Akhir-akhir ini, Shamet sedang on fire dari jarak jauh. Memiliki ancaman tiga poin yang elit di lineup adalah keuntungan besar bagi Knicks, dan Shamet juga memberi mereka lebih dari itu. Dia bisa sedikit menempatkan bola di lantai, dan dia berjuang keras di lini pertahanan. Shamet mempersulit Knicks untuk menahannya saat ini
Mike Brown akan mengambil beberapa keputusan sulit pada saat playoff.
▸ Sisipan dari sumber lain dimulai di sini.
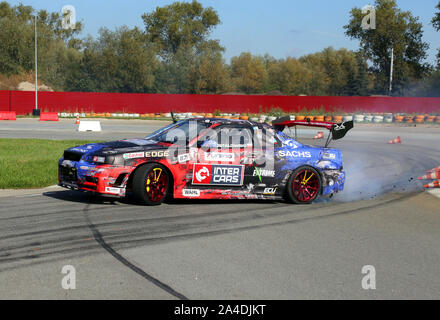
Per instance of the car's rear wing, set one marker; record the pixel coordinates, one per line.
(337, 131)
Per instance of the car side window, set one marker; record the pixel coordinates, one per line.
(234, 137)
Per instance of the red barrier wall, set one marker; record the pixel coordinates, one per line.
(24, 101)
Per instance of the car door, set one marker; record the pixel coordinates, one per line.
(219, 166)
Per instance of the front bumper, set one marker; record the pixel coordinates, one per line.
(105, 180)
(333, 181)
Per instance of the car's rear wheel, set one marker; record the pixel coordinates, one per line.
(151, 184)
(304, 185)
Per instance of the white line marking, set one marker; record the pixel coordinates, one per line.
(434, 192)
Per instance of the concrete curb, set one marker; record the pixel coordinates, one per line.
(6, 193)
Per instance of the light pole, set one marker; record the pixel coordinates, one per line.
(391, 70)
(36, 111)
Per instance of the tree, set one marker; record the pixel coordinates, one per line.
(248, 73)
(17, 43)
(180, 23)
(209, 73)
(396, 29)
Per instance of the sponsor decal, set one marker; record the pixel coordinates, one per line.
(183, 158)
(134, 155)
(220, 157)
(67, 164)
(140, 142)
(295, 154)
(218, 175)
(270, 191)
(264, 173)
(117, 191)
(329, 156)
(156, 154)
(99, 159)
(235, 146)
(290, 144)
(86, 168)
(191, 193)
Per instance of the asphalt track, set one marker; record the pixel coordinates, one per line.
(232, 249)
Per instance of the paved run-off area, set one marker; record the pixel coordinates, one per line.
(233, 249)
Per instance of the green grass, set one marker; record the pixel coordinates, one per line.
(31, 163)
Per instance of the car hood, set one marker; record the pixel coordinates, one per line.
(118, 147)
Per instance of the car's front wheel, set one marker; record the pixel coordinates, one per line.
(304, 185)
(151, 184)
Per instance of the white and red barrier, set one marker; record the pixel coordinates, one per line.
(8, 115)
(49, 116)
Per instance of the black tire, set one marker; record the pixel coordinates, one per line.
(143, 184)
(295, 194)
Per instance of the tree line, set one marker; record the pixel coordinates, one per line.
(173, 53)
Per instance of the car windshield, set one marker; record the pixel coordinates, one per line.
(179, 133)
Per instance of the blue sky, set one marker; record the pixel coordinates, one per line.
(280, 27)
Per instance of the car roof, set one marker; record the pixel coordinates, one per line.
(227, 121)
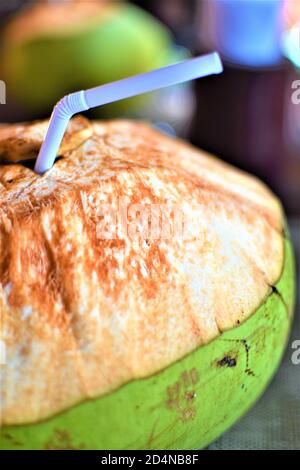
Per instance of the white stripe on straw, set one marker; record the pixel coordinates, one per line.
(191, 69)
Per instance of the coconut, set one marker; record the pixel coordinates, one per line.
(51, 49)
(146, 290)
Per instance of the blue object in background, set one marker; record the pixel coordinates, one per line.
(245, 32)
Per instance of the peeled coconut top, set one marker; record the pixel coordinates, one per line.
(82, 314)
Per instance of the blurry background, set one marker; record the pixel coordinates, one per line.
(246, 116)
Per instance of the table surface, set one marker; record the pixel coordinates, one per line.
(274, 422)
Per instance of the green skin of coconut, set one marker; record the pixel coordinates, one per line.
(187, 405)
(43, 69)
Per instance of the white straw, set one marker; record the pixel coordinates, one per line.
(191, 69)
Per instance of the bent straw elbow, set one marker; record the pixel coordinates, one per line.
(62, 113)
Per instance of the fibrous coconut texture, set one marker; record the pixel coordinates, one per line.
(83, 313)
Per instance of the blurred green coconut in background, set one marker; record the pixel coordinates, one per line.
(51, 49)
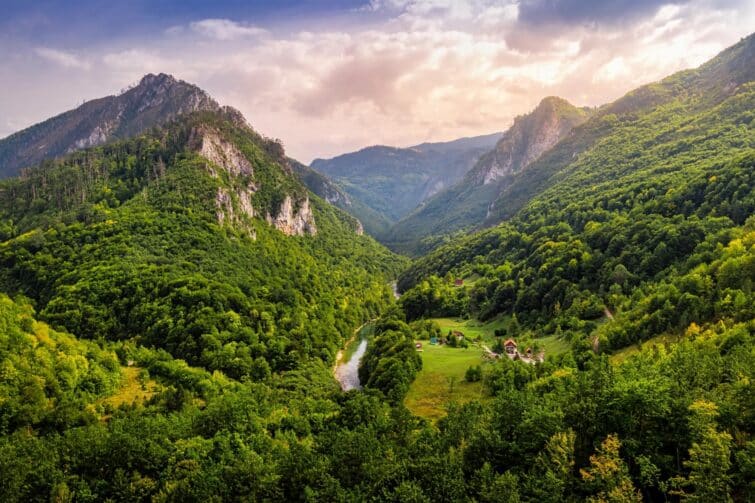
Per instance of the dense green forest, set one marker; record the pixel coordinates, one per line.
(173, 306)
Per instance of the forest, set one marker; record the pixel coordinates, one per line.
(163, 337)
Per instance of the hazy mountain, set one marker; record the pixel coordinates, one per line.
(154, 101)
(393, 181)
(466, 203)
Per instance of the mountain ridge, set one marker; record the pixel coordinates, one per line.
(155, 100)
(467, 203)
(392, 181)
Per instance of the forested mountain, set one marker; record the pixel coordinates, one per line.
(468, 203)
(328, 190)
(172, 306)
(644, 218)
(393, 181)
(196, 238)
(155, 100)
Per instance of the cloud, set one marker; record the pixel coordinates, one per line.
(401, 72)
(225, 29)
(587, 11)
(63, 58)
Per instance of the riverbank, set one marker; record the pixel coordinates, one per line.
(346, 367)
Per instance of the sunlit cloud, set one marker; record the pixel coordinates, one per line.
(406, 71)
(63, 58)
(225, 29)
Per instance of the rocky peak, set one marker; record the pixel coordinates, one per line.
(155, 100)
(294, 221)
(234, 201)
(527, 139)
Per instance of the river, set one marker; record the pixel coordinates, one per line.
(348, 359)
(347, 371)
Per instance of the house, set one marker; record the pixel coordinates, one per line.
(510, 347)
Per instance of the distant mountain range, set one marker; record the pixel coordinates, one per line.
(393, 181)
(467, 203)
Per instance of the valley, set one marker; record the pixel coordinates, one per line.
(563, 311)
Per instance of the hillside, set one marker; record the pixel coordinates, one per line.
(155, 100)
(328, 190)
(694, 90)
(642, 219)
(196, 238)
(467, 204)
(393, 181)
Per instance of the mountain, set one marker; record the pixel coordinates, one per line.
(195, 228)
(393, 181)
(698, 89)
(644, 211)
(155, 100)
(328, 190)
(466, 204)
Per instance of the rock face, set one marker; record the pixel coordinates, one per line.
(393, 181)
(223, 154)
(294, 222)
(467, 204)
(234, 203)
(527, 139)
(156, 100)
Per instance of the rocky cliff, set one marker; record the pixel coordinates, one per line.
(467, 203)
(155, 100)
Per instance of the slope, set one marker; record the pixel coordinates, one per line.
(466, 204)
(328, 190)
(155, 100)
(195, 238)
(645, 219)
(393, 181)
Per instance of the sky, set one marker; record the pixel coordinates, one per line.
(328, 77)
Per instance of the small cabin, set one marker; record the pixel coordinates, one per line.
(509, 346)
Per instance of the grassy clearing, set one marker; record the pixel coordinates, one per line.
(485, 331)
(472, 329)
(132, 390)
(660, 340)
(441, 380)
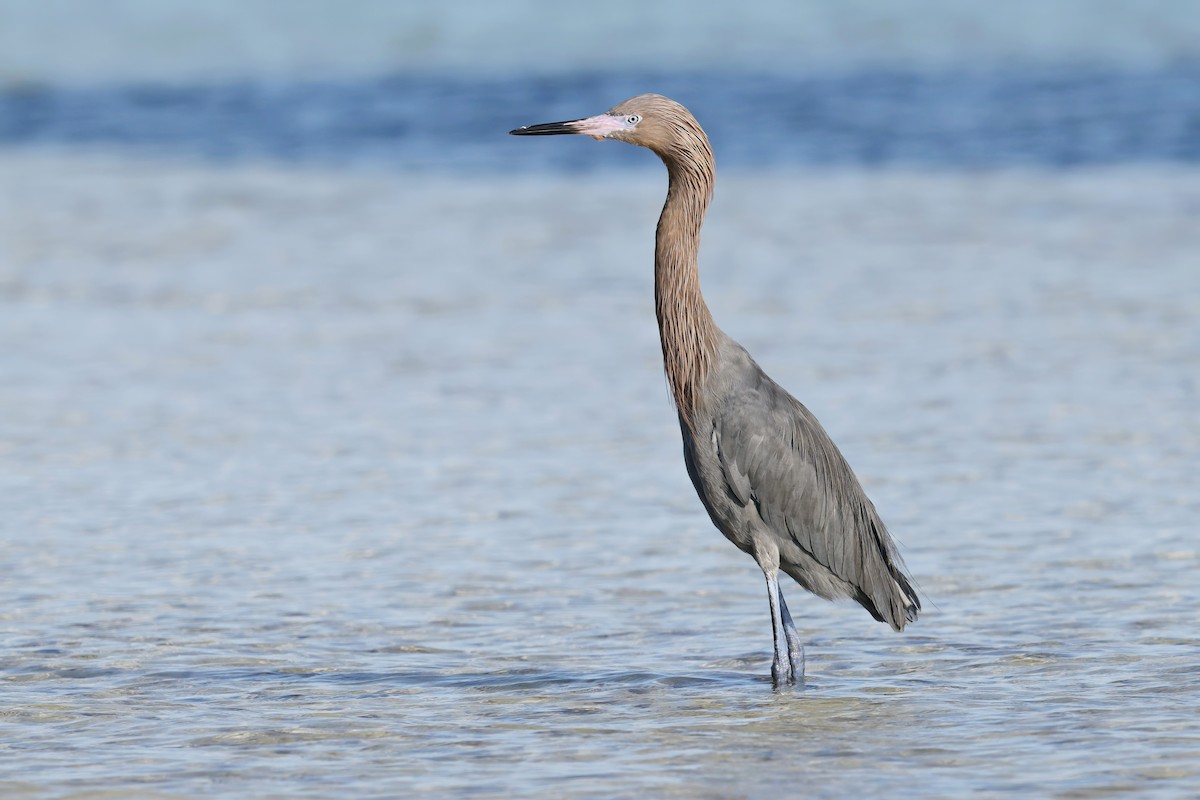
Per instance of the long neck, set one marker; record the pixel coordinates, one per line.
(685, 325)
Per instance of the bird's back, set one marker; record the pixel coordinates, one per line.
(765, 467)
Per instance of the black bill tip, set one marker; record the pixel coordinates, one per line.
(546, 128)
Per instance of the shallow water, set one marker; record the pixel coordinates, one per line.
(305, 491)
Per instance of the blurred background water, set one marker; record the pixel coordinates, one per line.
(335, 455)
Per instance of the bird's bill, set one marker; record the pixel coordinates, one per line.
(598, 127)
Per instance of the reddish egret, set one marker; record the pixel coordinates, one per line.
(771, 477)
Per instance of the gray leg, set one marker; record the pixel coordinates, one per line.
(780, 667)
(795, 647)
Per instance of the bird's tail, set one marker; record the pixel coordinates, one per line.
(893, 601)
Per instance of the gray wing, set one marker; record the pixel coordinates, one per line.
(777, 456)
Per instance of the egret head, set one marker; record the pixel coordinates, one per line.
(648, 120)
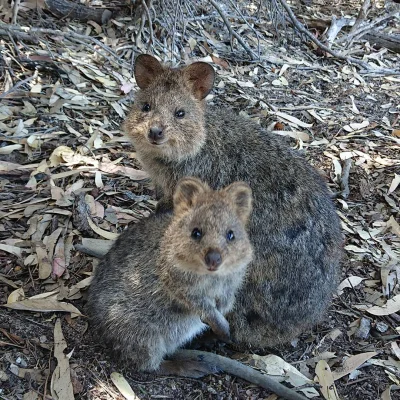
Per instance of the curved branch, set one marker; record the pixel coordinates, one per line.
(301, 28)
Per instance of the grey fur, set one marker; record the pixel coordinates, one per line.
(294, 228)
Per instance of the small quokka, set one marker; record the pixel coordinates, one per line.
(168, 276)
(294, 229)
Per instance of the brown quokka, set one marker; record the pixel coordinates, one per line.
(168, 275)
(294, 229)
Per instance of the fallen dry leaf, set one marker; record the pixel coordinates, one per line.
(123, 386)
(102, 232)
(277, 367)
(16, 295)
(391, 306)
(325, 379)
(61, 385)
(352, 363)
(350, 282)
(38, 375)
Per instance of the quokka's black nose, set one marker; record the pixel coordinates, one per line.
(156, 135)
(213, 259)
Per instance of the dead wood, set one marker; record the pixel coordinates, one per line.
(80, 12)
(380, 39)
(344, 181)
(301, 28)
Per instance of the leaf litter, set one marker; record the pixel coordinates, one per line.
(70, 178)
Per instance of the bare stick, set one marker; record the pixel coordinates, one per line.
(344, 180)
(15, 11)
(236, 368)
(362, 15)
(366, 28)
(149, 22)
(300, 27)
(232, 32)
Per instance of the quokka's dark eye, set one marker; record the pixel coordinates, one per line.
(146, 107)
(179, 113)
(230, 236)
(196, 234)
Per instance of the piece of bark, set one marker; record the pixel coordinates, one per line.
(380, 39)
(68, 9)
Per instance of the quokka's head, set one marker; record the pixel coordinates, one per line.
(208, 233)
(167, 118)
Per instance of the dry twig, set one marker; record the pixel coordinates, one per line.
(15, 11)
(301, 28)
(344, 181)
(232, 32)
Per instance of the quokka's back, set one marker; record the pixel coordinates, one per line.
(294, 228)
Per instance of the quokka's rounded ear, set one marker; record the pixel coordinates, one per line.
(146, 69)
(241, 196)
(186, 192)
(200, 76)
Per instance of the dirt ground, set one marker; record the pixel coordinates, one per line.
(78, 100)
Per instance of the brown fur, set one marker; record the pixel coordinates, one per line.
(152, 292)
(294, 228)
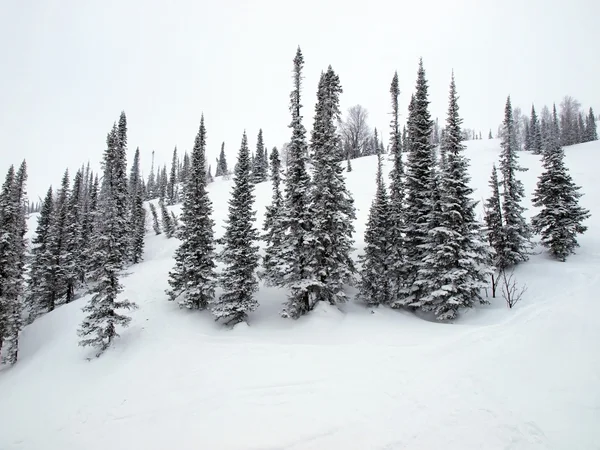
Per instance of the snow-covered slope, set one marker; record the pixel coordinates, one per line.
(527, 378)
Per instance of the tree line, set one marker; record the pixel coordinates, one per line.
(424, 249)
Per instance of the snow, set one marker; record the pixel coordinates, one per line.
(347, 378)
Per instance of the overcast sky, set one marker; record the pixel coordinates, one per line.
(70, 66)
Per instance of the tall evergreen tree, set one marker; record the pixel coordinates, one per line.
(240, 252)
(535, 133)
(296, 245)
(560, 218)
(516, 231)
(260, 169)
(454, 266)
(137, 213)
(99, 327)
(13, 226)
(273, 224)
(419, 188)
(192, 280)
(397, 194)
(332, 207)
(222, 162)
(591, 133)
(375, 286)
(39, 276)
(172, 194)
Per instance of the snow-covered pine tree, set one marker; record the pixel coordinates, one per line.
(591, 133)
(516, 231)
(192, 280)
(297, 241)
(494, 222)
(454, 265)
(222, 164)
(99, 327)
(560, 218)
(273, 225)
(332, 207)
(240, 252)
(260, 170)
(172, 194)
(535, 133)
(41, 260)
(13, 226)
(58, 245)
(375, 286)
(73, 263)
(137, 213)
(396, 201)
(155, 223)
(167, 224)
(419, 189)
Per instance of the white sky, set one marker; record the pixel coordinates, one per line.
(70, 66)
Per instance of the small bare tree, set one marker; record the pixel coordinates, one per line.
(511, 291)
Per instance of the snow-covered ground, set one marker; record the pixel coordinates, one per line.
(526, 378)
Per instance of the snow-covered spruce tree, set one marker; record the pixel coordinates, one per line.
(155, 223)
(273, 225)
(167, 224)
(560, 218)
(396, 204)
(591, 133)
(296, 247)
(58, 239)
(192, 280)
(332, 207)
(240, 252)
(13, 226)
(74, 267)
(375, 286)
(222, 162)
(137, 212)
(99, 327)
(260, 170)
(535, 133)
(120, 191)
(517, 234)
(419, 185)
(41, 260)
(454, 265)
(172, 194)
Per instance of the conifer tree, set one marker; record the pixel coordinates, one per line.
(172, 194)
(560, 218)
(192, 280)
(297, 240)
(222, 163)
(155, 223)
(454, 265)
(419, 188)
(99, 327)
(273, 224)
(375, 281)
(396, 201)
(535, 133)
(332, 207)
(240, 252)
(591, 133)
(39, 277)
(137, 214)
(13, 226)
(516, 231)
(260, 169)
(167, 224)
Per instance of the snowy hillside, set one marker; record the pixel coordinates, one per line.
(526, 378)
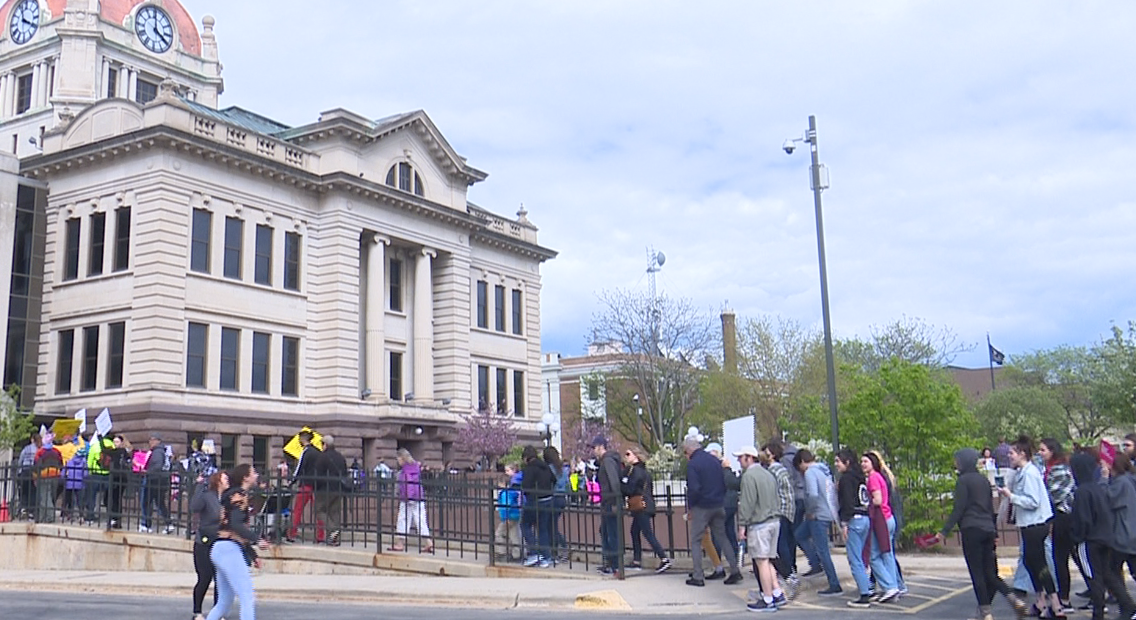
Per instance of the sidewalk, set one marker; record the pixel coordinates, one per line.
(640, 593)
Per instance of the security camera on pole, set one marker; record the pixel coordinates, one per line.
(819, 182)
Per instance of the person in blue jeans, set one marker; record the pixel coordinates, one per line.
(812, 534)
(852, 499)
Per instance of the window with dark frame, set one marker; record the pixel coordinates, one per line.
(264, 258)
(290, 370)
(518, 393)
(483, 304)
(117, 354)
(483, 387)
(499, 308)
(395, 379)
(395, 285)
(122, 239)
(98, 244)
(71, 259)
(90, 378)
(64, 361)
(234, 242)
(230, 358)
(195, 354)
(261, 344)
(502, 390)
(518, 311)
(199, 242)
(292, 261)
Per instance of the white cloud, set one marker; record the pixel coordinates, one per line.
(979, 152)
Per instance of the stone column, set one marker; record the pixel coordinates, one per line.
(424, 326)
(376, 316)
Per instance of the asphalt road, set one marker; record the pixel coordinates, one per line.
(30, 605)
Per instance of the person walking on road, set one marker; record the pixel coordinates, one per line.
(706, 496)
(974, 514)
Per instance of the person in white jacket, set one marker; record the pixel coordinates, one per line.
(812, 533)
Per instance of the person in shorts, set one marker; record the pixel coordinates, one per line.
(759, 521)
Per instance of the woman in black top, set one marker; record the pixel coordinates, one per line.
(228, 552)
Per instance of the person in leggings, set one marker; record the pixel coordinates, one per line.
(232, 550)
(206, 507)
(1032, 513)
(974, 513)
(1060, 484)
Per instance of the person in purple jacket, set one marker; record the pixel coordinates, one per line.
(411, 503)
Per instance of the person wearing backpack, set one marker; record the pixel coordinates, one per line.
(156, 484)
(507, 535)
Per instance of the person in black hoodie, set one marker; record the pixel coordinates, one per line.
(1092, 525)
(974, 513)
(536, 519)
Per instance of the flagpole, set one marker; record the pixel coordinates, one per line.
(990, 355)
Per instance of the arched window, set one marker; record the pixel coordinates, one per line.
(404, 177)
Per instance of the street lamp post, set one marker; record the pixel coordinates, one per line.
(819, 182)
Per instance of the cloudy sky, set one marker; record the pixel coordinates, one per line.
(980, 153)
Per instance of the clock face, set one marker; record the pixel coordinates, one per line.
(25, 21)
(153, 28)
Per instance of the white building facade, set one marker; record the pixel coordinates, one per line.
(212, 273)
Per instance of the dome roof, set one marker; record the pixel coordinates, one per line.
(116, 11)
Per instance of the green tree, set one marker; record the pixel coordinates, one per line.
(917, 418)
(1021, 409)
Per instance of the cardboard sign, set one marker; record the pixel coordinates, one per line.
(102, 424)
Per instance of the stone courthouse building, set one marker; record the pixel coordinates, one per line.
(207, 271)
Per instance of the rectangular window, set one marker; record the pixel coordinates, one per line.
(98, 244)
(227, 450)
(483, 387)
(90, 358)
(264, 259)
(397, 285)
(502, 390)
(395, 376)
(117, 351)
(499, 308)
(518, 311)
(23, 93)
(290, 375)
(260, 457)
(202, 232)
(292, 261)
(64, 362)
(145, 92)
(122, 239)
(260, 350)
(195, 353)
(111, 83)
(234, 232)
(230, 358)
(518, 393)
(71, 260)
(483, 304)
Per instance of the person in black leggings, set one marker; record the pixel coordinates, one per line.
(206, 507)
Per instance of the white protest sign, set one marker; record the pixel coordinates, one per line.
(102, 422)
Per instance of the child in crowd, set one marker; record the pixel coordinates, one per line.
(508, 504)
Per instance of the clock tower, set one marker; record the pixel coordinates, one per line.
(57, 57)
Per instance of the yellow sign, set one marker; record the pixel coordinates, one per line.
(293, 449)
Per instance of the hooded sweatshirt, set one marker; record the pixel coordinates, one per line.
(974, 508)
(1091, 519)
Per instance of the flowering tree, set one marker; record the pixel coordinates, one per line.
(487, 434)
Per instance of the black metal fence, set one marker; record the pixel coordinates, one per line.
(458, 516)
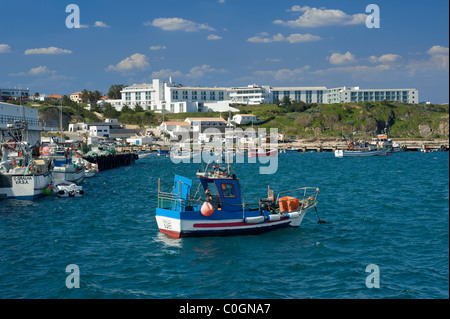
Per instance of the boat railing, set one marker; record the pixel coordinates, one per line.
(305, 194)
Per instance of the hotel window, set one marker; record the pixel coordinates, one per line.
(308, 96)
(276, 95)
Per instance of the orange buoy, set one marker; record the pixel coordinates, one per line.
(207, 209)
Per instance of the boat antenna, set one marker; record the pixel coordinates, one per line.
(320, 221)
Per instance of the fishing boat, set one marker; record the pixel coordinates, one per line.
(261, 153)
(163, 152)
(382, 141)
(91, 169)
(360, 148)
(67, 189)
(69, 165)
(216, 206)
(144, 154)
(21, 175)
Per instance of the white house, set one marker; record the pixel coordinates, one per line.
(10, 113)
(162, 96)
(355, 94)
(139, 140)
(99, 130)
(244, 118)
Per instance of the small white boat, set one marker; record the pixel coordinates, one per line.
(361, 149)
(382, 141)
(262, 153)
(67, 189)
(144, 154)
(21, 175)
(91, 169)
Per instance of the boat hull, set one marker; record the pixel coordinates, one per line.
(345, 153)
(253, 153)
(25, 187)
(190, 224)
(68, 174)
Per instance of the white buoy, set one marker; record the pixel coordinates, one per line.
(274, 217)
(293, 215)
(254, 220)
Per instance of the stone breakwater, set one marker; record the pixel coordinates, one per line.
(112, 160)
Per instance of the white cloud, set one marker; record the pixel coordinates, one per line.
(283, 75)
(49, 50)
(385, 58)
(165, 73)
(101, 24)
(296, 38)
(135, 61)
(265, 37)
(178, 24)
(37, 71)
(314, 17)
(437, 49)
(4, 48)
(339, 59)
(157, 47)
(201, 71)
(213, 37)
(438, 60)
(439, 56)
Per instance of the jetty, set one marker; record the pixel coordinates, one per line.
(410, 145)
(324, 145)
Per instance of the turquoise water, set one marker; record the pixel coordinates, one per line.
(391, 211)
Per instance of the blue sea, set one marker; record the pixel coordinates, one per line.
(388, 215)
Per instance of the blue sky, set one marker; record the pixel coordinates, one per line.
(226, 43)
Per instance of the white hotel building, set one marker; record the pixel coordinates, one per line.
(167, 97)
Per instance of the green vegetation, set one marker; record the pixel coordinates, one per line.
(296, 119)
(366, 119)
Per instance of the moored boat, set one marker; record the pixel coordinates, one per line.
(21, 175)
(67, 189)
(361, 149)
(261, 153)
(221, 210)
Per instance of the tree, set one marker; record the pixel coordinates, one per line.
(114, 91)
(138, 107)
(85, 95)
(109, 111)
(276, 102)
(286, 100)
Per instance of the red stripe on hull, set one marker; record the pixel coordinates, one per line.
(235, 224)
(171, 233)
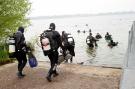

Permainan hebat Landry Shamet membuat keputusan rotasi playoff menjadi sulit
Permainan Shamet luar biasa akhir-akhir ini. Tendangan tiga angkanya memimpin, dan dia menjadi salah satu pemain paling bisa diandalkan dalam rotasi Brown.
Dalam 11 pertandingan terakhir Shamet, dia bermain 26,5 menit per pertandingan, dan Knicks unggul 7-4 dalam pertandingan tersebut. Dia telah menjadi bagian utama dari rotasi berdasarkan game-to-game.
Selama rentang itu, Shammet mencetak rata-rata 12,2 poin, 1,8 rebound, dan 2,0 assist sambil menembakkan 47,5% dari lantai dan 41,7% dari jarak jauh dengan 6,5 percobaan tiga angka per kontes.
Memiliki tembakan seperti itu di garis tiga angka sementara Jalen Brunson dan Karl-Anthony Towns bekerja dalam pick-and-roll memberi Knicks keuntungan besar di sisi ofensif bola.
Namun begitu babak playoff tiba, Brown mau tidak mau harus mengurangi rotasinya sedikit. Dia ingin pemain terbaiknya berada di lapangan setiap saat.
Brunson, Towns, OG Anunoby, Josh Hart, dan Mikal Bridges semuanya akan menjadi bagian dari rotasi itu. Mitchell Robinson dan Miles McBride (setelah dia sehat) juga akan sehat. Lalu ada pemain seperti Mohamed Diawara dan Jose Alvarado.
Jika semua orang itu mendapat menit bermain, Knicks akan menjalankan rotasi sembilan orang. Shamet akan menjadi 10. Dan itu belum termasuk pemain seperti Jordan Clarkson dan Jeremy Sochan.
Sebagian besar tim mengurangi rotasi mereka menjadi delapan orang di babak playoff. Kesuksesan Shamet baru-baru ini memberikan masalah serius bagi Knicks: Mereka memiliki terlalu banyak pemain yang pantas bermain di postseason. Dan Brown mungkin harus melakukan beberapa pemotongan rotasi yang sulit.